Robotic Grasping Technology Based on Shape Analysis and Probabilistic Reasoning

In the task of grasping irregular objects, the transported objects may shake and fall off due to their complex and diverse shapes and structures. For these issues, a robotic grasping technology based on shape analysis and probabilistic reasoning is proposed. Firstly, the dispersivity and flatness of the object's point cloud are analyzed to generate a set of candidate grasping poses. Then, the factors influencing the shaking and falling off of the object are qualitatively analyzed in the simulation scenario, and the number of successful grasping and rotation-translation experiments is statistically counted in the simulation. The stability of the grasp pose is quantitatively analyzed using the conditional expectation method, and a PointNet discriminator is trained to evaluate and rank the candidate grasp poses.
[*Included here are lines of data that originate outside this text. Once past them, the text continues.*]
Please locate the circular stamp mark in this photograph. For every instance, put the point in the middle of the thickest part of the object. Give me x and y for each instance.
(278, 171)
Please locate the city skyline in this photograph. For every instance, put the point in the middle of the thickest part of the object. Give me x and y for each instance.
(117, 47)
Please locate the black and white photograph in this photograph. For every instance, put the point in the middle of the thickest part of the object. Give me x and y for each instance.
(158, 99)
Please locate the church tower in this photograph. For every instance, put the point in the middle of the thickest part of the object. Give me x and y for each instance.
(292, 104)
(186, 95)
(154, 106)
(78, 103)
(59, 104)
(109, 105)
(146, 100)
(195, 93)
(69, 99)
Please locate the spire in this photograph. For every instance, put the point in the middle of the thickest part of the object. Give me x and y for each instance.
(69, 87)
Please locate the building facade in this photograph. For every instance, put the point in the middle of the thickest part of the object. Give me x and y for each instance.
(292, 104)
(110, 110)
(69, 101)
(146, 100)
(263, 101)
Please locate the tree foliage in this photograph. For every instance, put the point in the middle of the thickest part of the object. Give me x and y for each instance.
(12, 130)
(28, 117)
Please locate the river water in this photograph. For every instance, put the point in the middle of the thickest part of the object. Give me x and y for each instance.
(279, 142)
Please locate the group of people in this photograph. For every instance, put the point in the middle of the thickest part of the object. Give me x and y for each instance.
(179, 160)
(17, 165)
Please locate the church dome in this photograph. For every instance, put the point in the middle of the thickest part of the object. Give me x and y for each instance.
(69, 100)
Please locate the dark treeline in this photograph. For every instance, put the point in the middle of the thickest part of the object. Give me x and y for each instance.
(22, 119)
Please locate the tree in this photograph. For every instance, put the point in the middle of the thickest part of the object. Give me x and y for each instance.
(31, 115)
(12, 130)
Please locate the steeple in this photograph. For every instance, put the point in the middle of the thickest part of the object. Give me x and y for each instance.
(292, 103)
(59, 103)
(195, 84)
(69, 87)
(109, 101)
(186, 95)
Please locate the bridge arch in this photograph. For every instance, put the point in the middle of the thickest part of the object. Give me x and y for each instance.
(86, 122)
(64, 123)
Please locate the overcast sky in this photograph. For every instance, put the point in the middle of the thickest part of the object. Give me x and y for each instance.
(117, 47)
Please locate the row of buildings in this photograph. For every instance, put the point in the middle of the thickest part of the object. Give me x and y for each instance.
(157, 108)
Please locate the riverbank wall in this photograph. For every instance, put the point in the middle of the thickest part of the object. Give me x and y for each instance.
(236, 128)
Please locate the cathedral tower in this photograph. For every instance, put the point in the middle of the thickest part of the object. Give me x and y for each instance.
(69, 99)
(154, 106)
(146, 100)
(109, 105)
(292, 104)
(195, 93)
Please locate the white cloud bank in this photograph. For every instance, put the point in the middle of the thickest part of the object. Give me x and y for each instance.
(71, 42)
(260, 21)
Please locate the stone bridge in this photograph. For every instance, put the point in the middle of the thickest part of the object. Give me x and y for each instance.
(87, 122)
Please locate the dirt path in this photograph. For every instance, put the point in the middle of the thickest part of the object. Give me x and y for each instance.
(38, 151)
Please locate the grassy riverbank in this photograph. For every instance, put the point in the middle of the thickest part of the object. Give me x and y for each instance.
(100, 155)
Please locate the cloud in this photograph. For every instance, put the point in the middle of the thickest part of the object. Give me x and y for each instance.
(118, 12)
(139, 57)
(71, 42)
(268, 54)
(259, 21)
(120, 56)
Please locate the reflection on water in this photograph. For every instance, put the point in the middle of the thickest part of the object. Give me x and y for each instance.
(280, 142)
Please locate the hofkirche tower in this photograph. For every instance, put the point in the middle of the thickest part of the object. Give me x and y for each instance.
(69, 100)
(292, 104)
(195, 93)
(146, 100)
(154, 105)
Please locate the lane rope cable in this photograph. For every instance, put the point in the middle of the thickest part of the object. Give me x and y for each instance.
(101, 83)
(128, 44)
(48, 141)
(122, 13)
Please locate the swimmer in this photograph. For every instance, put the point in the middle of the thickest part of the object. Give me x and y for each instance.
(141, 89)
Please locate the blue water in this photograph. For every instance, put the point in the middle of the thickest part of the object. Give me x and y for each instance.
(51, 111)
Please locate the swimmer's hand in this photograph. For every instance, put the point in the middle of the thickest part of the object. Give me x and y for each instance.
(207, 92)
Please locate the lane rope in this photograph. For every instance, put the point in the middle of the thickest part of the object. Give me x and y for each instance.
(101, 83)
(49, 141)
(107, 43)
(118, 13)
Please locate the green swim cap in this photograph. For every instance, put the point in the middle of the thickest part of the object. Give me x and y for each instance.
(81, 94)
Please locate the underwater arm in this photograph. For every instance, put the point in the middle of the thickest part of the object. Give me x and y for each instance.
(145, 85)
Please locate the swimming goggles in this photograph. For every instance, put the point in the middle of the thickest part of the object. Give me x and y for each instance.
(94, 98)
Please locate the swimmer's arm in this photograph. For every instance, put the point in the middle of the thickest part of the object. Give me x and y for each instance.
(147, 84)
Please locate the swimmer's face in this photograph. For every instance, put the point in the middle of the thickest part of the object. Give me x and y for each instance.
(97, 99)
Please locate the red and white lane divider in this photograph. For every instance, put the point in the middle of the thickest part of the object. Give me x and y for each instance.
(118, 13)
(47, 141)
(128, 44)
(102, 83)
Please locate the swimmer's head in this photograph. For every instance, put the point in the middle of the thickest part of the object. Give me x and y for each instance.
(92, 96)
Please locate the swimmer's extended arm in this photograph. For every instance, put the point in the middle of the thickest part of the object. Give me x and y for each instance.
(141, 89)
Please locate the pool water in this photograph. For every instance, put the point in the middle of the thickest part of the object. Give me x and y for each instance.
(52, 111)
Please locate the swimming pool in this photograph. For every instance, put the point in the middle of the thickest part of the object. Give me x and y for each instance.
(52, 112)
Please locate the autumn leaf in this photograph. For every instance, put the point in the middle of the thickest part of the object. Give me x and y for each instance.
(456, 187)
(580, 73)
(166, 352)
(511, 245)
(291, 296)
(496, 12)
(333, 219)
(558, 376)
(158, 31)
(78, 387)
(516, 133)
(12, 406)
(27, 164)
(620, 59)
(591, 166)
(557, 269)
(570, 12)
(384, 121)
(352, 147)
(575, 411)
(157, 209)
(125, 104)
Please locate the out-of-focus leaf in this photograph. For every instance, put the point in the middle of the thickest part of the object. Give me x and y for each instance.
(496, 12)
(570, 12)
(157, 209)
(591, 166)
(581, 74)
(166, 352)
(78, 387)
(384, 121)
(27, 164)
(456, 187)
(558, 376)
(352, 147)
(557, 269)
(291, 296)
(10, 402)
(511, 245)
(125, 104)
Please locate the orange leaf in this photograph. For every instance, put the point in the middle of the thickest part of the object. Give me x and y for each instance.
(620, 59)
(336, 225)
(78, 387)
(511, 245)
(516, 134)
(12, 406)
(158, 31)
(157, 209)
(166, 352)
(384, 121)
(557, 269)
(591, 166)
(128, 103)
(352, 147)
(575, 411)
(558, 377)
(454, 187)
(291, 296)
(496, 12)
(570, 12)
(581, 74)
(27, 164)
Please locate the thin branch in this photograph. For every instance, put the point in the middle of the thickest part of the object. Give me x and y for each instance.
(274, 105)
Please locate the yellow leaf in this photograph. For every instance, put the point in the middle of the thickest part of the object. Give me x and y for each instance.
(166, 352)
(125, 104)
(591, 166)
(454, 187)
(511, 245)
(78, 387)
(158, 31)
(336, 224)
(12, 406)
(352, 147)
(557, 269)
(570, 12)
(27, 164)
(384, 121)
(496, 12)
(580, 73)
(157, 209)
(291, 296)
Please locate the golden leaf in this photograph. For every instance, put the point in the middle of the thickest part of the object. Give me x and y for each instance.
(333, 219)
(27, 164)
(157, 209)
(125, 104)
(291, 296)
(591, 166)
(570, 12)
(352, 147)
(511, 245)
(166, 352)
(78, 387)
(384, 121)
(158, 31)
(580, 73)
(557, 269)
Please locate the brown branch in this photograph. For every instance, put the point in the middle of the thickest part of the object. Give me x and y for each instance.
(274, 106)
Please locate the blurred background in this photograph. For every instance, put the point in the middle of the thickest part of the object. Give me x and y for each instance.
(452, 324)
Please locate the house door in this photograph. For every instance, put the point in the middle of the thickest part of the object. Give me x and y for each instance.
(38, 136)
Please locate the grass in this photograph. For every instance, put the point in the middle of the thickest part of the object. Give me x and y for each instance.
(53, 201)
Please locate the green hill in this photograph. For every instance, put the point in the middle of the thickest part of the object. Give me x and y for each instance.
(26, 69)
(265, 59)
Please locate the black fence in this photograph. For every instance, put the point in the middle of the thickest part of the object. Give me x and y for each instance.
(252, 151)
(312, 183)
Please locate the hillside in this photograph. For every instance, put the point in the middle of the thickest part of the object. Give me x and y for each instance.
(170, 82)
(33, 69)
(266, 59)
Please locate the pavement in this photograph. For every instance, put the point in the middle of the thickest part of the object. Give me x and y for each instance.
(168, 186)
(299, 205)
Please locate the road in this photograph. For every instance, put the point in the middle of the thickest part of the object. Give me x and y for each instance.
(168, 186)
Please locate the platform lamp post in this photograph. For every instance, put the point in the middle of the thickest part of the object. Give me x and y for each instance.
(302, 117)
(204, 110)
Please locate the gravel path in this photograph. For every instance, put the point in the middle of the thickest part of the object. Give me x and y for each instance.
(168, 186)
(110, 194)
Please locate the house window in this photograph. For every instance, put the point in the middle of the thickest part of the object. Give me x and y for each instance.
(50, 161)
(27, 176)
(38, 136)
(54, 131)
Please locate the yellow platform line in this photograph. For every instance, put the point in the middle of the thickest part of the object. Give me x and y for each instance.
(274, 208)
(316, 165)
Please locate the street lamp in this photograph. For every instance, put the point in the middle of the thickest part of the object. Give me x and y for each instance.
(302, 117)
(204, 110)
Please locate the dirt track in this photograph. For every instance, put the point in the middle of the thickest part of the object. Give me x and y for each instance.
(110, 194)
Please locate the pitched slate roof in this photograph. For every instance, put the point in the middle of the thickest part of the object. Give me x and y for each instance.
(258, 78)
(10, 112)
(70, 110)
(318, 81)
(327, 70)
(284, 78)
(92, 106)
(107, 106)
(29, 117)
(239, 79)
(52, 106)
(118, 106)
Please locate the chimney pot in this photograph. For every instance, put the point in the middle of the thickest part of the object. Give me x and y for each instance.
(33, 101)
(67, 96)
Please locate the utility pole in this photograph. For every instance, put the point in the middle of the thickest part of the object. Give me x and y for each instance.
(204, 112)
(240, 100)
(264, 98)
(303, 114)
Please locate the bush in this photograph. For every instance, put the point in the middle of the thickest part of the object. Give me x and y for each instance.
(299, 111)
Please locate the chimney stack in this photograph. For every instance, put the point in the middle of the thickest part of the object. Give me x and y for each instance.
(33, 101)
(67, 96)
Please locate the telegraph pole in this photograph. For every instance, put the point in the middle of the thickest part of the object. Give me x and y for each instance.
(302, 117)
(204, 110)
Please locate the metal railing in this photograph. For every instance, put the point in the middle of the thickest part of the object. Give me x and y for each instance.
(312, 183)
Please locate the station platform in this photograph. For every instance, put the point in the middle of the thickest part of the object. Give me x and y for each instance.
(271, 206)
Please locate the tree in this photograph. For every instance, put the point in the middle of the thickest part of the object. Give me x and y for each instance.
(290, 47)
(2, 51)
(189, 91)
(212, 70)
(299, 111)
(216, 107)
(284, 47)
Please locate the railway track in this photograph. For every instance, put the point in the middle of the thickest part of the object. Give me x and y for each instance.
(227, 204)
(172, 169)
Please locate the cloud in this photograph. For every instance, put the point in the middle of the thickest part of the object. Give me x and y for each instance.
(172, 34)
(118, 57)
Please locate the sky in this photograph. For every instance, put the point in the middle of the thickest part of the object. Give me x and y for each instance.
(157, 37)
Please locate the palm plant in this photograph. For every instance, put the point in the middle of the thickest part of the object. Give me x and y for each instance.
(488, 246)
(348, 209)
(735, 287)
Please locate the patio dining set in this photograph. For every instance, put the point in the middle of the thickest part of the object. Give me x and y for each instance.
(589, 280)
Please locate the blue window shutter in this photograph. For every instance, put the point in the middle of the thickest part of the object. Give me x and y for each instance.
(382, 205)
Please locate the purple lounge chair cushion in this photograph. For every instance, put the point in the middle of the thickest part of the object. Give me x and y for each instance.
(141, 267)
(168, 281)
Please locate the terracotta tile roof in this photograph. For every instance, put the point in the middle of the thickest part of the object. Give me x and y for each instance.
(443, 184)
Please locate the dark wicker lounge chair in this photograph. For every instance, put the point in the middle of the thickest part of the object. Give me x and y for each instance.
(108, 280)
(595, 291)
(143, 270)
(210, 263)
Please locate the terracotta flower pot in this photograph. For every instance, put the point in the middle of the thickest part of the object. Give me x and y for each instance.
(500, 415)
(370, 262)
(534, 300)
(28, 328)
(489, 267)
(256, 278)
The grasping is ultimately completed with the optimal grasp pose. The experimental results indicate that the proposed method can solve the issue of shaking and falling off of irregular objects during the grasping and transporting process. Compared with the benchmark method, the average grasping success rate is improved to 89.2%, an increase of 2.6%, and the average transportation stability is enhanced to 84.2%, an increase of 22.7%. The proposed method enables intelligent grasping of objects in multi-object stacking scenarios, ensuring stability during the grasping and transporting process, and establishing a logical sequence for grasping.